Она махнула рукой и заторопилась словами:
— Извините меня за ложь. Всё расскажу. Подменила она мою шубу…
Рябинин слушал признание, не испытывая ни удовлетворения, ни радости. Вот только порадует Вадима Петельникова.
— Эту женщину опознаете?
— Ещё бы.
— Напишите, пожалуйста, ваши показания, — попросил он и протянул бланк протокола.
Рябинин мысленно поблагодарил закон, который разрешал свидетелю записать свои показания собственноручно. А он без мыслей, без желаний и без сил будет смотреть туда, в пространство, которое ему виделось за спиной, за дверью, за городом, за краем земли…
Из дневника следователя.
Я не всегда знаю, что нужно делать, когда плохо близкому человеку, другу, сослуживцу, соседу… Но я всегда знаю: надо что-то делать. И вот только совсем не знаю, что нужно делать, когда плохо мне самому.
Добровольная исповедь.
Если тебя готовили к жизни, скажем, министра без портфеля, а ты стал врачом-эпидемиологом на зарплате, то что? Я скажу что. А вы подумайте.
Жизнь тогда удаётся, когда есть совпадение того, к чему готовили и кем ты стал. Если хотел заколачивать деньгу на станке, а привалило директорское кресло, то в этом кресле всё равно будешь работягой. По духу, по образу жизни. Если хотел подняться в космос, а попал к станку, то работяга из тебя не выйдет — будешь брюзжать. Посмотрите-ка на официанток, продавщиц, парикмахерш… Думаете, у них культуры не хватает? Не меньше, чем у других. Это их реакция на непрестижную работу. Небось в детстве собирались кофий пить в постели, а пришлось стоять за прилавком. Если бы продавщиц растили с детства, то теперь бы их самолюбие не страдало. Вот темка для социологов: престижность и хамство. Но я-то не собиралась быть ни продавщицей, ни министром. Кстати, и не эпидемиологом. Я готовилась… Вы ахнете, когда узнаете, к чему я готовилась.
Он вскинул голову и бездумно взлохматил бородку мелкими щипками, отчего лицо ощетинилось и куда-то нацелилось. Ногой, почти всей подошвой, Гостинщиков нажал на дверь и еле за ней поспел, шагнув в кабинет великанским шагом.

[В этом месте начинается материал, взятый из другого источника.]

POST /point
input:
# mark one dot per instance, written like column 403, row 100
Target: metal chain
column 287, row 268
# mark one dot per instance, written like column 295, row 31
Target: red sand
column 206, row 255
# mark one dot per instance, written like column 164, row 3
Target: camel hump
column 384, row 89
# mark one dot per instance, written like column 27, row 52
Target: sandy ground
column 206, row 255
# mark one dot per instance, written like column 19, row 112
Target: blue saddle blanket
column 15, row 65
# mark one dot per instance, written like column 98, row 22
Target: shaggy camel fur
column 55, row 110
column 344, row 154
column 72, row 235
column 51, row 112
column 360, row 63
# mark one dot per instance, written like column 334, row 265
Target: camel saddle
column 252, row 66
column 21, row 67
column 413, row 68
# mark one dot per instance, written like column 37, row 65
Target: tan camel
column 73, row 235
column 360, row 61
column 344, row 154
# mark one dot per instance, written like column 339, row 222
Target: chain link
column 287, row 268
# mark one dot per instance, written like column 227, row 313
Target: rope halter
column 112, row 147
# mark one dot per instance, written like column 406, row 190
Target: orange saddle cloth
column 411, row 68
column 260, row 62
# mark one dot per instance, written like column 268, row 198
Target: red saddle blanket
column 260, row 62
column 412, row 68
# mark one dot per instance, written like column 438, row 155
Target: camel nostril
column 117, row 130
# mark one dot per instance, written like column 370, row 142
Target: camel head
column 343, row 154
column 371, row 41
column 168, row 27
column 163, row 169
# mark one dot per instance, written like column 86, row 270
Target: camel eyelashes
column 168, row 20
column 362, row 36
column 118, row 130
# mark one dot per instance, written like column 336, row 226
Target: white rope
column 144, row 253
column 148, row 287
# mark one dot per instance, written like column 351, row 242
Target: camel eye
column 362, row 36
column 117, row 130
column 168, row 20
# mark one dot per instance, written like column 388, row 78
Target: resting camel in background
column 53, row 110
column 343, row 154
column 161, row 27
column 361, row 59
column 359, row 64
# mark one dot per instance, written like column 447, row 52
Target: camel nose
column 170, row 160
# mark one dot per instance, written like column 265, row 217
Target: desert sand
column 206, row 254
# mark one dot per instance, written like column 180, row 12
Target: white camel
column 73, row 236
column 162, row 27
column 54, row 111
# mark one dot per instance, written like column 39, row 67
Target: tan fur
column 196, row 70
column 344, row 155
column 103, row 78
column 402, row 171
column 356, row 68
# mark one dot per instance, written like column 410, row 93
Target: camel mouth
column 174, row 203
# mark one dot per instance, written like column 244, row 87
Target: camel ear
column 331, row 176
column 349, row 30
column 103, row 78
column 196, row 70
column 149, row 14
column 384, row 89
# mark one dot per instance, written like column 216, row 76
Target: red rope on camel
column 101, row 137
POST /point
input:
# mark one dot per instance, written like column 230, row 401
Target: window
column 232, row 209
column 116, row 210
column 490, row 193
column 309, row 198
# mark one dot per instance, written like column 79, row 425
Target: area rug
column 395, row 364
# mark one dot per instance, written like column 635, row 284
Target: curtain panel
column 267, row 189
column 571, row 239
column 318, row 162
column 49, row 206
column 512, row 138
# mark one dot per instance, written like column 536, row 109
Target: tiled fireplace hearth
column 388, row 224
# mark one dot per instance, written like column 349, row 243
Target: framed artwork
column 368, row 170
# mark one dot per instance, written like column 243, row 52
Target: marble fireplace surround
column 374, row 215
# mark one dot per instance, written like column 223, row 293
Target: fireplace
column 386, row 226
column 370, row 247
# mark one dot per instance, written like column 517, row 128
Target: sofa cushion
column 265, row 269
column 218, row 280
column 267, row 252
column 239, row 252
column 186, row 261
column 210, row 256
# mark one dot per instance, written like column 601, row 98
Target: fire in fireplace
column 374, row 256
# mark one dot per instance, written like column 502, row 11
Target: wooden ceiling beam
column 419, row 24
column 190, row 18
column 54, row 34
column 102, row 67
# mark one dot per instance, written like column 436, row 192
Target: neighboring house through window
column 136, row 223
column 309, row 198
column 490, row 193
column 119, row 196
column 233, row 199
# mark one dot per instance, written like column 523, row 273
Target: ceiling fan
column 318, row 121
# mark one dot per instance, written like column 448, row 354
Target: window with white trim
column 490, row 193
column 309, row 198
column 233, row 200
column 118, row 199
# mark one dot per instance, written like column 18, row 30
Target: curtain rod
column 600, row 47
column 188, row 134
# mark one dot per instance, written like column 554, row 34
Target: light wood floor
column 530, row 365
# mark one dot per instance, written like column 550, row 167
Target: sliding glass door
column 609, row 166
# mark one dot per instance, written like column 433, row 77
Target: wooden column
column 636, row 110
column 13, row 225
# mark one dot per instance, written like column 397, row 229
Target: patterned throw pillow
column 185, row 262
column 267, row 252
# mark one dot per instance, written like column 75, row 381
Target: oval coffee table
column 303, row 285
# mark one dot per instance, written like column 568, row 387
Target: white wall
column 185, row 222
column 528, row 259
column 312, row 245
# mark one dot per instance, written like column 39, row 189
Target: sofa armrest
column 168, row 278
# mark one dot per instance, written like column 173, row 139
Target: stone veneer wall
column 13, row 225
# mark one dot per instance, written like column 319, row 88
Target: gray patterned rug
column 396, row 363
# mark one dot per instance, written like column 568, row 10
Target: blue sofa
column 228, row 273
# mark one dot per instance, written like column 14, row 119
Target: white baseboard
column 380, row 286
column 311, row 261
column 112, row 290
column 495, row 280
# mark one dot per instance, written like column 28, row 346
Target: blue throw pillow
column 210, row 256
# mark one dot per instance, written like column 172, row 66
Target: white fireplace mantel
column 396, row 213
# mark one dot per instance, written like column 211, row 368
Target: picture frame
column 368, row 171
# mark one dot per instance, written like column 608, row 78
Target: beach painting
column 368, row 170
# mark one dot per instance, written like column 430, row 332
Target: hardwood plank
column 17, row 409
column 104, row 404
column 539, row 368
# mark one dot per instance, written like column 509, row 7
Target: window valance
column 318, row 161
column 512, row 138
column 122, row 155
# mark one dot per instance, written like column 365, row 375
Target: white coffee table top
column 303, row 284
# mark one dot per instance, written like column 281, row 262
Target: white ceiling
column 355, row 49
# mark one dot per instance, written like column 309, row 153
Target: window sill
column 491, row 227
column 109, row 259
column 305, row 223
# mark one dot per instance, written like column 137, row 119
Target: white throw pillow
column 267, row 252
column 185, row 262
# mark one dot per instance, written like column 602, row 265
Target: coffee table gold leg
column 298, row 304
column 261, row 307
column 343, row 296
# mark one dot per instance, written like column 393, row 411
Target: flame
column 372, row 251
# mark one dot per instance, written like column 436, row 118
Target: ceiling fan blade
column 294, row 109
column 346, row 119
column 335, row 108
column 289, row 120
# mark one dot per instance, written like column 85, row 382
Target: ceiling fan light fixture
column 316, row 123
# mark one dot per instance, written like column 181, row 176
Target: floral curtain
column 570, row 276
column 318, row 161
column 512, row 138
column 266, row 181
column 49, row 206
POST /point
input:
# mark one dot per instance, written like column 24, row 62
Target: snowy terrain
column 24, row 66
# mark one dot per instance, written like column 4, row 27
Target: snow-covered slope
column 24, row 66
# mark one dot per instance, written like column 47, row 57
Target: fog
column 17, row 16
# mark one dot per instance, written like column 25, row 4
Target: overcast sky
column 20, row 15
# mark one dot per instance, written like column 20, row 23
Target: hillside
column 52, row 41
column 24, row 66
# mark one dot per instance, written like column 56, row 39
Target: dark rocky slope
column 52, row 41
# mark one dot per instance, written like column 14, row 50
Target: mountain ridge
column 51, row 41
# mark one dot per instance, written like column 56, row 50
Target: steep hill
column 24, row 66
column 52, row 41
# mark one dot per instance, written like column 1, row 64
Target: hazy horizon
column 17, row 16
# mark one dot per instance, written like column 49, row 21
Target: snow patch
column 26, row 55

— Я не принимаю, — сказал Храмин, отрываясь от калек.
— А я не из вашего отдела.
Рэм Фёдорович с такой силой шмякнулся в кресло, что одна из расстеленных калек обрадованно закатилась в первоначальный рулон.
— Хорошо, слушаю вас.
Они знали друг друга мельком, понаслышке, через других.
— Скажите, сколько времени? — хитровато спросил Гостинщиков.

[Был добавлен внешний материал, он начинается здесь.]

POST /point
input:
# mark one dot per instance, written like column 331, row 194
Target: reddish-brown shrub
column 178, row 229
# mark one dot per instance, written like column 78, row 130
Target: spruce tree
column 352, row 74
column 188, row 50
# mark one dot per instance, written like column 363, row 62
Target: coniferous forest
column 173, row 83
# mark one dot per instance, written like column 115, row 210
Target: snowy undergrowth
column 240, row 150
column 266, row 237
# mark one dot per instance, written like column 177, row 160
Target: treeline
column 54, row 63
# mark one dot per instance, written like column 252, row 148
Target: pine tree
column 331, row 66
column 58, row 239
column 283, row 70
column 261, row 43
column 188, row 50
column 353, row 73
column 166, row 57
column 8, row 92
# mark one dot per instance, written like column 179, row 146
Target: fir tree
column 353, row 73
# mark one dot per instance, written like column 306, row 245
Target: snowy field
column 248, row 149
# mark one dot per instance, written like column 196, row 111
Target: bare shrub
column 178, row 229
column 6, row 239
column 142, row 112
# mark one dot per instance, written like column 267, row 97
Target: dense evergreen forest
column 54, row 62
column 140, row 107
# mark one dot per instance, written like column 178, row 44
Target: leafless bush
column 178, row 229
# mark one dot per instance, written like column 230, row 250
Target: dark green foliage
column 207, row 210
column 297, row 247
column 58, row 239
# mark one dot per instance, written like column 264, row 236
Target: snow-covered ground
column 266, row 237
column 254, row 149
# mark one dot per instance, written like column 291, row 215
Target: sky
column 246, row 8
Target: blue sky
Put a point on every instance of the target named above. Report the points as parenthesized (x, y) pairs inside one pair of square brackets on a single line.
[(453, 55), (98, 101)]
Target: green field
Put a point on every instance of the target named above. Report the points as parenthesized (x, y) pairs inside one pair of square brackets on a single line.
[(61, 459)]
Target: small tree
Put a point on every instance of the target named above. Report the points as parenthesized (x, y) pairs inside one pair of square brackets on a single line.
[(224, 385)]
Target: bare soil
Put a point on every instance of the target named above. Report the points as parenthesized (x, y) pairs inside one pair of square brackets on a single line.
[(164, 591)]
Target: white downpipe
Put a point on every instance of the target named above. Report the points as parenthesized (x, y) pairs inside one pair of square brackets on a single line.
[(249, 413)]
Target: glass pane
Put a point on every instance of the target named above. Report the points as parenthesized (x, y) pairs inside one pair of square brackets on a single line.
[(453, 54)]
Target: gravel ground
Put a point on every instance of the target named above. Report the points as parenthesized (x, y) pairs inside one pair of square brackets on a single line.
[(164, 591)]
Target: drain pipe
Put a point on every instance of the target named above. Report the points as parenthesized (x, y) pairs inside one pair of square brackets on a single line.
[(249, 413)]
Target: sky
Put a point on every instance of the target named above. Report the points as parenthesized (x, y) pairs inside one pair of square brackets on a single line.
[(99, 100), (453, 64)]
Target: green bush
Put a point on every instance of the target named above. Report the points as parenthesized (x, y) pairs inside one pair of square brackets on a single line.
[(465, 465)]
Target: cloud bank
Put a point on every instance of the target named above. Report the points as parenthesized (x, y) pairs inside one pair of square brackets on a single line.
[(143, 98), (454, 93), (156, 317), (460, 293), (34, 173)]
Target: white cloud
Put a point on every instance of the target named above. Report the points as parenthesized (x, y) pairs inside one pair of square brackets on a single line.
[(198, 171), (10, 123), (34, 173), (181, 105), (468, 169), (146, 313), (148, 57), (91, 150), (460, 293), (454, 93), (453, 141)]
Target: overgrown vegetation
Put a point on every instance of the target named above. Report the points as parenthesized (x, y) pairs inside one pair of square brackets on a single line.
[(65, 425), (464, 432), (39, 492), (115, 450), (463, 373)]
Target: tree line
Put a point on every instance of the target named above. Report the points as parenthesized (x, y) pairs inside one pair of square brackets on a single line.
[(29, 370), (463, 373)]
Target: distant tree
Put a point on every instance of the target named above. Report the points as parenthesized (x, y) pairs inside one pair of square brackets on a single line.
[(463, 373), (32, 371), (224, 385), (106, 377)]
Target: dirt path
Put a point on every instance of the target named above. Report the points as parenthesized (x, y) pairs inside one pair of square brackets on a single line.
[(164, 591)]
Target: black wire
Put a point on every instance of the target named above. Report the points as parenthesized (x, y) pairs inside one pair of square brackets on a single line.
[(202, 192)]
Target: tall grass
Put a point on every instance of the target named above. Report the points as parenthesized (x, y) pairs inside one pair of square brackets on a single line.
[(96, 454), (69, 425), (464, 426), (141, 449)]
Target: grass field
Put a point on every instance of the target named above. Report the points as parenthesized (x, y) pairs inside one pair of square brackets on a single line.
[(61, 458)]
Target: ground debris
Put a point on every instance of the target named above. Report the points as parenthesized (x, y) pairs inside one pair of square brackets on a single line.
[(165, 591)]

— У вас нет часов? — удивился Храмин.
— Отдал в починку.
— Половина одиннадцатого. Вы за этим и пришли?
— Я пришёл спросить, верите ли вы в бога.

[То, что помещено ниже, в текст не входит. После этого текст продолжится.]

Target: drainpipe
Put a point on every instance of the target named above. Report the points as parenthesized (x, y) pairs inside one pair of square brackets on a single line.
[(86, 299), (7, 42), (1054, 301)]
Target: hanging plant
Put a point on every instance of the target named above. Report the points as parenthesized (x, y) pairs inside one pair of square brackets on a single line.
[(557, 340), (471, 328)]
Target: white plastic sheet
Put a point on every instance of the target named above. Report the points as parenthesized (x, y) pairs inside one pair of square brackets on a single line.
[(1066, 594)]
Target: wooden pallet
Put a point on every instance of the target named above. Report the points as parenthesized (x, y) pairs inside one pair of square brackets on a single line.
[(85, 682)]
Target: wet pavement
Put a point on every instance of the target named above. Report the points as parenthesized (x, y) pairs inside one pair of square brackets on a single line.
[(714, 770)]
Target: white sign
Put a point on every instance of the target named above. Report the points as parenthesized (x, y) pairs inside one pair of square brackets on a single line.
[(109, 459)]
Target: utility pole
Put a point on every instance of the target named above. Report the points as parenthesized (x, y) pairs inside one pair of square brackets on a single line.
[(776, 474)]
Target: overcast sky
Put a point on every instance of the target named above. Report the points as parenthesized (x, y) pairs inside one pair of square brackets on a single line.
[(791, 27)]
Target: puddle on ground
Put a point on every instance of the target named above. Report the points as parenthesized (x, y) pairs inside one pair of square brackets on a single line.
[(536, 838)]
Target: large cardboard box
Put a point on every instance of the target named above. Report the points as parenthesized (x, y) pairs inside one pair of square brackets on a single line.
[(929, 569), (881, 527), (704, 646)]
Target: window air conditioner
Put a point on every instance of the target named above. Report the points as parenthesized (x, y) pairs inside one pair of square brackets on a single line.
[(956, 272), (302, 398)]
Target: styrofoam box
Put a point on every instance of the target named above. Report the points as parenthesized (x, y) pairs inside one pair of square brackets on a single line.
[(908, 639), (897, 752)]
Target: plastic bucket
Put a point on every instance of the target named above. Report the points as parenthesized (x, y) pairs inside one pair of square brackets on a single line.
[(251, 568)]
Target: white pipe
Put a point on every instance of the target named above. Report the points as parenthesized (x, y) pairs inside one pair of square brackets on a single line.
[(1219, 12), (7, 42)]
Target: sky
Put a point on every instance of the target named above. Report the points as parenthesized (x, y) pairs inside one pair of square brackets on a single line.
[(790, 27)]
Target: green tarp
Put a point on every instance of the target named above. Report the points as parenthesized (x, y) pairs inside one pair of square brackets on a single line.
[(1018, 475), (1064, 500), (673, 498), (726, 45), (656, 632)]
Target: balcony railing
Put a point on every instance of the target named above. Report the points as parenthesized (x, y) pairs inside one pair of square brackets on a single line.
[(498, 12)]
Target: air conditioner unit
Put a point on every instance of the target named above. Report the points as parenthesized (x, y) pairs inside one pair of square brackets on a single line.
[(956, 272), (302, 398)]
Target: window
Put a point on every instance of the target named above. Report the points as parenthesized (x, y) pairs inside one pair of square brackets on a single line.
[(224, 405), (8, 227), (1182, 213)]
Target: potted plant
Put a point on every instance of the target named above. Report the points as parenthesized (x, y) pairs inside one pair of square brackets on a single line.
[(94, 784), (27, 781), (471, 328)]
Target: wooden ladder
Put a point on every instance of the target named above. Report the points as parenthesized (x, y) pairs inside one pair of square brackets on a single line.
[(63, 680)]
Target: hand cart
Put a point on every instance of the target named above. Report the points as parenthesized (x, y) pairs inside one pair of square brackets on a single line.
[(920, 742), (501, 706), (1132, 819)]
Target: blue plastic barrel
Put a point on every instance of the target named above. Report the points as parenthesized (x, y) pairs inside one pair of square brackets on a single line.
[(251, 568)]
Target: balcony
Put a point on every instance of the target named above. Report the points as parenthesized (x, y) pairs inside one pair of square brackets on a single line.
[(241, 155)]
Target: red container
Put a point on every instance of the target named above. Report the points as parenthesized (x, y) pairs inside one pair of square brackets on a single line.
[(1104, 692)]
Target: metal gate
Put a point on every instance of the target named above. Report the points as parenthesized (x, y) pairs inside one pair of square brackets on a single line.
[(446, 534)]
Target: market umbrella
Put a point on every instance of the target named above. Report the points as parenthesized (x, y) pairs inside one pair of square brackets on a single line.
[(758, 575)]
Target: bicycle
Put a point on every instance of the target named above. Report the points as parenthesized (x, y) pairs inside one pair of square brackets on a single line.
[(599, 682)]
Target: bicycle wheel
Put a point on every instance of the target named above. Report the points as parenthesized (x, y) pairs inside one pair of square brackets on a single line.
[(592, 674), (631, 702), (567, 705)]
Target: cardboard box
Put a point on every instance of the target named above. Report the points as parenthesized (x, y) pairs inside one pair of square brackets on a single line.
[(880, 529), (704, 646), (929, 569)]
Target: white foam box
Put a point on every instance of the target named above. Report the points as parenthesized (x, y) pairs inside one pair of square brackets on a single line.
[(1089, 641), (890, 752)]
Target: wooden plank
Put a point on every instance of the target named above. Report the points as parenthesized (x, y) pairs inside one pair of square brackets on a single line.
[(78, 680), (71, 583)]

Храмин улыбнулся тонко и почти незаметно.
— Понятно, — вздохнул Гостинщиков. — А ведь библия-то права, пообещав конец света и геенну огненную.
— Что, уже скоро?
— Конечно. Человек умирает — для него конец света. И его везут в геенну огненную, то бишь в крематорий.
Марат Геннадиевич разглядывал посетителя даже с интересом, догадываясь, что вопрос о боге лишь присказка.
— Вероятно, идеальное вы не признаёте?
— Рэм Фёдорович, я материалист.
— Мне вот непонятно, почему сначала появились идеалистические концепции, а потом материалистические. Ведь материальный мир у каждого под носом.
— Идеалисты льстили человечеству, материалисты сказали ему правду, объяснил Храмин, поняв, что перед ним один из тех спорщиков, которые ищут единомышленников по всему институту.
— Ну, а в сны вы верите? — добродушно спросил Гостинщиков.
— Разумеется, нет.
— Э, они хоть вам снятся?
— Разумеется, да.
Храмин склонил голову, и в этом напряжённом поклоне были одновременно и терпеливость и нетерпение. Чёрный, почти суровый костюм, оттенял розоватое лицо, которое без полевых сезонов побелело.
— Сегодня я спал пунктирно и завтракал неотчётливо. И знаете почему?
Храмин опять напряжённо кивнул.
— Видел вас во сне, — почти радостно сообщил Гостинщиков.